Move Over, Siri: The New Breed of Mobile Holiday Helpers
Apple first introduced the world to its personal digital assistant, Siri, in October 2011. Since then, millions of consumers have adapted to the idea of having a personal concierge with them at all times. Need directions? Siri can help with that. Want to know where the nearest Starbucks location is? Siri can help with that, too.
More recently, we were introduced to another mobile helper, Amazon Mayday. Not sure how to connect your Kindle to your TV? Not a problem. A live video agent can help you get that all sorted out with the tap of a screen. And in June 2014, Amazon.com announced that Mayday will also be part of every Amazon Fire phone, offering live video tech support to all users.
If early feedback holds up, mobile users will come to expect Mayday-type of live video assistance whenever — and wherever — they need help. Unlike other forms of customer service such as email, live video assistance offers instant gratification and a more personal experience. It's similar to being in-store and having an associate assist with a sale or product question. Live assistance sessions have proved to be a profitable investment for retailers for years, beginning with live chat and evolving to include co-browsing sessions and now live video. Furthermore, as mobile is quickly trending to become the dominant channel for e-commerce, live video assistance on mobile devices is being touted as the future of customer service.

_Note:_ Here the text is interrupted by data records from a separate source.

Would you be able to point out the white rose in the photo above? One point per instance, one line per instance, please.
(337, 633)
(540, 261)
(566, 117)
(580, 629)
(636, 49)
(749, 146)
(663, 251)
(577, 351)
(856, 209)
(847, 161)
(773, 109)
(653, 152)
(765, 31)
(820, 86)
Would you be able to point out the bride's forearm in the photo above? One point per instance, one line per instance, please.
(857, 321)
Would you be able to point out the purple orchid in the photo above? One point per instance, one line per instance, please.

With the 2014 holiday season rapidly approaching, there's no doubt that this year we'll see record levels of mobile commerce. In 2013, more than one in four holiday e-commerce orders in the U.S. came from mobile devices. Mobile devices continue to gain e-commerce purchase share already in 2014. This June, the share of mobile orders increased to 21 percent, up from 16 percent in June 2013. Despite this growth, mobile commerce sessions still convert at a fraction of the rate of desktop and tablet sessions — often at roughly 25 percent of desktop rates.